[144] ARGAN INC SEC Filing
Rhea-AI Filing Summary
Form 144 filing for ARGAN INC (AGX) discloses a proposed sale of 15,000 common shares on the NYSE through Merrill Lynch with an aggregate market value of $4,186,350 and approximately 13,811,575 shares outstanding. The filing lists the acquisition of 32,206 shares on 06/11/2025 via a stock option from Cynthia A Flanders, with the acquisition settled on 06/11/2025 on a cashless basis. The intended approximate sale date is 10/02/2025.
The filing lacks the name of the person on whose account the securities will be sold and does not provide a filing date in the remarks section.
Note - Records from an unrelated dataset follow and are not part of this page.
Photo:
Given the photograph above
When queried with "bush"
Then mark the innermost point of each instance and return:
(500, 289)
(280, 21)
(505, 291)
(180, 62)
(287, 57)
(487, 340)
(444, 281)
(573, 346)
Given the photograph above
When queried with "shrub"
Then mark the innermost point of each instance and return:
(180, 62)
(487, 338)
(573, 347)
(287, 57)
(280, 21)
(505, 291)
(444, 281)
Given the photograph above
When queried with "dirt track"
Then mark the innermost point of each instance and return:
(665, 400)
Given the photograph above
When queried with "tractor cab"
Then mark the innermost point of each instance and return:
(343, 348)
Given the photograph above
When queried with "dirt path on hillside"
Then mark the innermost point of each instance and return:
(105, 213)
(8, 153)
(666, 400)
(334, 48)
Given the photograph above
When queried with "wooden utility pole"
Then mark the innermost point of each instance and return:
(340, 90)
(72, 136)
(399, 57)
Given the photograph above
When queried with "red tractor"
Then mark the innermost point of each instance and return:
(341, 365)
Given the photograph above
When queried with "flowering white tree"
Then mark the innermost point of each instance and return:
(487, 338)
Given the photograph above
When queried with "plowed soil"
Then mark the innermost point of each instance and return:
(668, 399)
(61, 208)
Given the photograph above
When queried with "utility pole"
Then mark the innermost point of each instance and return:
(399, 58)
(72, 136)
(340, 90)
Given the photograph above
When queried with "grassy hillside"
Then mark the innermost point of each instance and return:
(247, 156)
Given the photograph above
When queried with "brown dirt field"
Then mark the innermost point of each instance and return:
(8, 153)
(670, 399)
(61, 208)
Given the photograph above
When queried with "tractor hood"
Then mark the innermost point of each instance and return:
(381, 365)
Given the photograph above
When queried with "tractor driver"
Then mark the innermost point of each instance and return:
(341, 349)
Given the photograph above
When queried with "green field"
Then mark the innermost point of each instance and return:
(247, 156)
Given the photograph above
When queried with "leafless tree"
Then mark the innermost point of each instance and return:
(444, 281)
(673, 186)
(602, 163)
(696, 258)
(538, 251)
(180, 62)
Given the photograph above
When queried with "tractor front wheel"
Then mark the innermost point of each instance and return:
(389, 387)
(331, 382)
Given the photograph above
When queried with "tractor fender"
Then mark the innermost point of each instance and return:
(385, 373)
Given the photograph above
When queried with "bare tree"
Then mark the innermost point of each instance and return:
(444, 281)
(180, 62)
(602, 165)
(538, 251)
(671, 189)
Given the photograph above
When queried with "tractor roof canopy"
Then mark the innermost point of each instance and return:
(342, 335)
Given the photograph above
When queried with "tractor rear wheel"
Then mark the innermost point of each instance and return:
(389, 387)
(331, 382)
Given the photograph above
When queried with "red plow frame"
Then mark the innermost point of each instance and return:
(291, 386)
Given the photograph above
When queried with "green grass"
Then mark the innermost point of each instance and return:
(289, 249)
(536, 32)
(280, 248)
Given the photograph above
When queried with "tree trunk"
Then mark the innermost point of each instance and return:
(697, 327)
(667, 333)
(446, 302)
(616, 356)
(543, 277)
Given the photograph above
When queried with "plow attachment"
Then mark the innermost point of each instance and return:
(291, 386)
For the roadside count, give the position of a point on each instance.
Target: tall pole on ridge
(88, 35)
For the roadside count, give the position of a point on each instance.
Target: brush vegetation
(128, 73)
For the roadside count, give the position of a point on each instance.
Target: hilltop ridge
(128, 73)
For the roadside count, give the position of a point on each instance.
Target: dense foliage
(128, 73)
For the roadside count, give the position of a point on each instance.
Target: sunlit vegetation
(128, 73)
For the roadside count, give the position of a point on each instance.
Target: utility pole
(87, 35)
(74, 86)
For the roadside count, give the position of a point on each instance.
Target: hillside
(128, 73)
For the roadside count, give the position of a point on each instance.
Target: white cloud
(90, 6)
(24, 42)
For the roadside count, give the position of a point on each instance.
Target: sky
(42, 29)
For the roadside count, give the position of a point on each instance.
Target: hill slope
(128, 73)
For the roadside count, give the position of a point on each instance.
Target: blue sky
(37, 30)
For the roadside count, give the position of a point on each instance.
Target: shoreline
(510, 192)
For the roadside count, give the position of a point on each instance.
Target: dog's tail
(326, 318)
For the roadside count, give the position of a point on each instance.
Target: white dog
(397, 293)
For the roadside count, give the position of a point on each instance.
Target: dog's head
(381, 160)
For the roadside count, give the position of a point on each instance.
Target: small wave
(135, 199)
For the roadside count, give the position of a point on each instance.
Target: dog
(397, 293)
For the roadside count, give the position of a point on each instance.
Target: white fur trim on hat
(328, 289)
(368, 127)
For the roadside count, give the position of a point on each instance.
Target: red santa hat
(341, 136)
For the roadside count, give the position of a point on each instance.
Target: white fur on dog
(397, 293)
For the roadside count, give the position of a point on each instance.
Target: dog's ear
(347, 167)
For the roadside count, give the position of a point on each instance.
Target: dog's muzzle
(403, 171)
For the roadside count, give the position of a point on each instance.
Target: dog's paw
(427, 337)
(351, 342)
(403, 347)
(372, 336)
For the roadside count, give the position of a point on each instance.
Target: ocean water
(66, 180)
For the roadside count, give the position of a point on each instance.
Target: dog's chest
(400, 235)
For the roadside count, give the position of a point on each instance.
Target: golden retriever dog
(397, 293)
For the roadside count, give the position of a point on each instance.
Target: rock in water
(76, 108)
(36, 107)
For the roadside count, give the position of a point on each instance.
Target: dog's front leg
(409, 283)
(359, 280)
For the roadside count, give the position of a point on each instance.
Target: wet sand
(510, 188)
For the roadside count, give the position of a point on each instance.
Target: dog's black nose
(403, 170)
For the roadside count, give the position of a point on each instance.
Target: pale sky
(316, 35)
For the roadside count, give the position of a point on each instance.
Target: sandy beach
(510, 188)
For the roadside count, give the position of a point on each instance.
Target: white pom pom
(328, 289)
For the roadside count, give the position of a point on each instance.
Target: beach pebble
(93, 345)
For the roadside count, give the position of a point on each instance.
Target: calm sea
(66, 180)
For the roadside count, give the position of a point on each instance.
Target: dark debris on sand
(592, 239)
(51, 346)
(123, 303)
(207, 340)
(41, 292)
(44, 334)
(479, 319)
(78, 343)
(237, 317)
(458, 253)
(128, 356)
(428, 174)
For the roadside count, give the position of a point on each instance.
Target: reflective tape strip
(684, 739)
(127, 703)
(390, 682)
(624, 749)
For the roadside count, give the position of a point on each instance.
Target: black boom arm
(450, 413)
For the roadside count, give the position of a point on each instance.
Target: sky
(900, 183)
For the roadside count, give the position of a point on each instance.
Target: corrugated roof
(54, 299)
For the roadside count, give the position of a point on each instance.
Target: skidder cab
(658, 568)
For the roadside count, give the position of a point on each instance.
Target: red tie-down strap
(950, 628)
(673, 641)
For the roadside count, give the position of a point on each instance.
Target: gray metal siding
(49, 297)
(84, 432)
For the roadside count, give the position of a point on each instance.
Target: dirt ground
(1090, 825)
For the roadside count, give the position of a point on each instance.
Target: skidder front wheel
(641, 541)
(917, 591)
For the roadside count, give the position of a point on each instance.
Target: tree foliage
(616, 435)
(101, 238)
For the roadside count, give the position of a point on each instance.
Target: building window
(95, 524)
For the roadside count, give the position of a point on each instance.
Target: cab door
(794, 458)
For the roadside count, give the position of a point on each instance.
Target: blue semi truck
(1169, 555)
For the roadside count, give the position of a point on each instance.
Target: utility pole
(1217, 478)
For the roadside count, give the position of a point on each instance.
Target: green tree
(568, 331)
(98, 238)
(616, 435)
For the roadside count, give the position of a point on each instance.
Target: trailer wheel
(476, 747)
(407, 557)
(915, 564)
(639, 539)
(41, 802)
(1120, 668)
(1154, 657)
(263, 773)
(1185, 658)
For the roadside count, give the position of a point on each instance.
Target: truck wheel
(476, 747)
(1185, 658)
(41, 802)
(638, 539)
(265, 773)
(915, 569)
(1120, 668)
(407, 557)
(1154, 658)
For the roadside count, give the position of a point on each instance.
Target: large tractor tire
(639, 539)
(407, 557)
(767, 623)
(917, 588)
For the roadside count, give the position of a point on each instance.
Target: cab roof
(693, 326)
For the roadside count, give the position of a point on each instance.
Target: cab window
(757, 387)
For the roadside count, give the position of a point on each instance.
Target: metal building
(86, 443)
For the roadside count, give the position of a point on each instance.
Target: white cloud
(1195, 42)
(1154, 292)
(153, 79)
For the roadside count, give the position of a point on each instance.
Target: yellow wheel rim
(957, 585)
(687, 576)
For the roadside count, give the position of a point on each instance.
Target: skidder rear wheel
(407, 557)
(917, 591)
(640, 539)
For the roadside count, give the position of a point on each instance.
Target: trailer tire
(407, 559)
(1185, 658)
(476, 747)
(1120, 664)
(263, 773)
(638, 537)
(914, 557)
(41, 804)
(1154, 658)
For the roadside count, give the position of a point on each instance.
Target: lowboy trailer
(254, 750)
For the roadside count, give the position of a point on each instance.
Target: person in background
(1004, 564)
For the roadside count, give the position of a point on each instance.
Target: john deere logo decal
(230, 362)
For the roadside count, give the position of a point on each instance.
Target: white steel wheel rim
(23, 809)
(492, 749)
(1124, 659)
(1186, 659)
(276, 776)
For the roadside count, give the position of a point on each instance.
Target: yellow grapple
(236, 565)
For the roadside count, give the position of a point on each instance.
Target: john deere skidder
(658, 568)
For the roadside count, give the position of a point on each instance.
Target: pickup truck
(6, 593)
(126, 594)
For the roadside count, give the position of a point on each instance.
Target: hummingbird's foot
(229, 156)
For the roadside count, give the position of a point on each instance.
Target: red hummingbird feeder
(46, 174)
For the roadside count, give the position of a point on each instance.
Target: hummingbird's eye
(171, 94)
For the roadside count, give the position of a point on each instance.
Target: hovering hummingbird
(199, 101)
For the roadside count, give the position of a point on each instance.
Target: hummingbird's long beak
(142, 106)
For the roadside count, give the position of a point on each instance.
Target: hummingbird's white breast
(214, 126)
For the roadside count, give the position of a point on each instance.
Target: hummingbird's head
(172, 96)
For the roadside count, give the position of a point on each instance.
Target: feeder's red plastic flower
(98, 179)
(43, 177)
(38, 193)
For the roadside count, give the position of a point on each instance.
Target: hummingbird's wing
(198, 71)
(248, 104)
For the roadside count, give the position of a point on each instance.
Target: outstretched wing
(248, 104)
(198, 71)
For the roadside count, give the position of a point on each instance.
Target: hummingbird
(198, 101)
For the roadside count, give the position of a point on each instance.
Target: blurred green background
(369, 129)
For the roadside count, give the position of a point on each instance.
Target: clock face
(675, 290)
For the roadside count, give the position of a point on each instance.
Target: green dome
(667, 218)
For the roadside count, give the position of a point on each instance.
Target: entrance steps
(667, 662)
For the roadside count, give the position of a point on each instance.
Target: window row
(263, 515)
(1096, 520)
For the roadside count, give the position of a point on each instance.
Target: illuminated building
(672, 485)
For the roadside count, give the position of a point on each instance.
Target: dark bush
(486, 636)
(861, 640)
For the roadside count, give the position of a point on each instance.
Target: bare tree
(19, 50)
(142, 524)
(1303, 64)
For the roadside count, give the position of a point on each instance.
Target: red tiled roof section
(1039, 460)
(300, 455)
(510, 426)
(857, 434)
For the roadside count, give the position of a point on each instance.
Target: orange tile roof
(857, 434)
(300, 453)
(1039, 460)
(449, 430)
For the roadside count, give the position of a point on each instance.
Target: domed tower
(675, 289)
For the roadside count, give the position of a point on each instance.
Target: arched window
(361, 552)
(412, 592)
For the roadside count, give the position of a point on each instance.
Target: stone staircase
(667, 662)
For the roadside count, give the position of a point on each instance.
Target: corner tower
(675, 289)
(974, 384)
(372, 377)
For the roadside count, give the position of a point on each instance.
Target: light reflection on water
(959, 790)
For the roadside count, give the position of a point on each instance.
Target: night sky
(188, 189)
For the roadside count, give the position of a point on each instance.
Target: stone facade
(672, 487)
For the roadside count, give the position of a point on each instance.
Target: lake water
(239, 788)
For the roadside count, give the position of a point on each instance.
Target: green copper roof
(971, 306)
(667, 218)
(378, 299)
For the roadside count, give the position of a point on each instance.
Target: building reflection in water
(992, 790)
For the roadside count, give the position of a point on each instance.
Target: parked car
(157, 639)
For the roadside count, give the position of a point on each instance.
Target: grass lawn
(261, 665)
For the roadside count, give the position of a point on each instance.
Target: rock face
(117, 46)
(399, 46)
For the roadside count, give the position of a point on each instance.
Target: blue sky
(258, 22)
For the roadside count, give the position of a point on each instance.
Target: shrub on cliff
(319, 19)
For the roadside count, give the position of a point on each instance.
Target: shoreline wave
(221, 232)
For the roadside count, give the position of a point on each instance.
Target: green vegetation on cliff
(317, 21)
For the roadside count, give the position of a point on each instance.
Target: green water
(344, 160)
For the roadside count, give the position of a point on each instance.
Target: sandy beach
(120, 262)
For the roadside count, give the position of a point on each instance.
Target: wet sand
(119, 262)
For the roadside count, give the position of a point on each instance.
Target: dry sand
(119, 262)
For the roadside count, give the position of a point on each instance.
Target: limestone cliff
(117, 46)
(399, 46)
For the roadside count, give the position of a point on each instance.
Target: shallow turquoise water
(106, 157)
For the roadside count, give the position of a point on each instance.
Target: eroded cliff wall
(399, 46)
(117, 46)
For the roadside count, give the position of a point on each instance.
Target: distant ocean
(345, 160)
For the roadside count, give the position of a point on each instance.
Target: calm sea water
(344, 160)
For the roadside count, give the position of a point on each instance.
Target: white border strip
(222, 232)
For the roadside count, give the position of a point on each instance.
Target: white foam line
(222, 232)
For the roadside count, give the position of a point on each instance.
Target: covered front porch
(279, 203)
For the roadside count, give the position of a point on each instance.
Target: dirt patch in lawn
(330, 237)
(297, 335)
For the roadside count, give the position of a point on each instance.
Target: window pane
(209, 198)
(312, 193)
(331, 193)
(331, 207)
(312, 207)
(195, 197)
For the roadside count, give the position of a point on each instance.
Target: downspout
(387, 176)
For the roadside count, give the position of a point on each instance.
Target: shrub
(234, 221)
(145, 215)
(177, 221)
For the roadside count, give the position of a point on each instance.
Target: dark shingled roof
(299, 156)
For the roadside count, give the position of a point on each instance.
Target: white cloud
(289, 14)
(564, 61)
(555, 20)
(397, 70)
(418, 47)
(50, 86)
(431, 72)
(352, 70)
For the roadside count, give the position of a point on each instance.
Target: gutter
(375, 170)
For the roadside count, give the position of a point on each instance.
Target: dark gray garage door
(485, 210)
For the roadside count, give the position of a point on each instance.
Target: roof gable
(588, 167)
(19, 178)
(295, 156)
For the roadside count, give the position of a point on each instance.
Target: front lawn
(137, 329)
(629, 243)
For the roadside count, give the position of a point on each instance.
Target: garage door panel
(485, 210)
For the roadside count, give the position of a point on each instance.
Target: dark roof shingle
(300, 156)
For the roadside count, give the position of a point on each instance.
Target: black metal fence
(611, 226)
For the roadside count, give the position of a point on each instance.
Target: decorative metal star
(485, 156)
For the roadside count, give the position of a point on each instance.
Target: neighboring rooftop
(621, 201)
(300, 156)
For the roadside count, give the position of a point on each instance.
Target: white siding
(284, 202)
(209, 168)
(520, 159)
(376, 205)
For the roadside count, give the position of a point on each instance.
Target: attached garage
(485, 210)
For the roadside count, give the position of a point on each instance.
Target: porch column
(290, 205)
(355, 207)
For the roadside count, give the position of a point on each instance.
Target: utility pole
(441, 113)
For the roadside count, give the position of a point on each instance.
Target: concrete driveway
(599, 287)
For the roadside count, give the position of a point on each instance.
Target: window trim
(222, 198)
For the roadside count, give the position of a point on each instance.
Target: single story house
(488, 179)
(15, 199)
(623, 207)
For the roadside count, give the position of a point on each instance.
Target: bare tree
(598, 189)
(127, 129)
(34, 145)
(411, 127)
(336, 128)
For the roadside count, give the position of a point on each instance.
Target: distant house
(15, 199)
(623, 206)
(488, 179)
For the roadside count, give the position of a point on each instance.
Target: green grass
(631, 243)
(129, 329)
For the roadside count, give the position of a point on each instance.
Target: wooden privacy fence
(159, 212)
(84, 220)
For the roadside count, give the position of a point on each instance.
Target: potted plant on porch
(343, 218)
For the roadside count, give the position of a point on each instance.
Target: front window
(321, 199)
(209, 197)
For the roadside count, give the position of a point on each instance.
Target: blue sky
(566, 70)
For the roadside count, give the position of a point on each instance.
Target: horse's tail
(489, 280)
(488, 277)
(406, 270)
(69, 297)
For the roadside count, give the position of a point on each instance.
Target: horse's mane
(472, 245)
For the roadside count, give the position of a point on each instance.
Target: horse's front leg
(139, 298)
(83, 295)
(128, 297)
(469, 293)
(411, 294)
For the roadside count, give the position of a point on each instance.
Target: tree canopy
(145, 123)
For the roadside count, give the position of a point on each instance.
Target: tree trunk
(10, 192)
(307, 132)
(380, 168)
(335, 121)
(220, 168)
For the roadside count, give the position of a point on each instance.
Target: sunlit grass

It also states there were no securities sold in the past three months by the person for whose account the sale is reported.
Positive
- Planned sale fully disclosed: class, broker, number of shares, aggregate market value, exchange, and approximate sale date are provided
- Acquisition details provided: date (06/11/2025), method (stock option), counterparty (Cynthia A Flanders), and payment method (cashless) are reported
- No sales in prior 3 months: the filer reports nothing to report for sales in the past 90 days
Negative
- Missing seller identity: the form does not name the person for whose account the securities are to be sold
- Missing notice date: the Date of Notice field is blank in the remarks section, reducing traceability
- Large aggregate value disclosed without context: $4,186,350 market value is reported but issuer financial context is not provided in this filing
Insights
TL;DR: Routine insider resale notice: a 15,000-share planned sale, sourced from a recent cashless option exercise.
The filing documents a standard Rule 144 notice for AGX showing a proposed public sale of 15,000 common shares with an aggregate market value of $4,186,350, to occur on or about 10/02/2025 on the NYSE. The shares were acquired 06/11/2025 via a stock option and settled cashless the same day. No prior sales in the past three months are reported, which may be relevant for volume-aggregation and compliance with Rule 144 thresholds. The disclosure is transactional and does not include issuer financials or forward-looking statements.
TL;DR: Disclosure appears routine but is incomplete: key filer identity and notice date are missing.
The form meets core Rule 144 elements by identifying class, broker, shares, acquisition method, and planned sale date. However, the absence of the name of the person on whose account the securities are to be sold and the missing notice date reduce the filing's completeness for third-party review and investor transparency. The representation about no undisclosed material adverse information is included as required.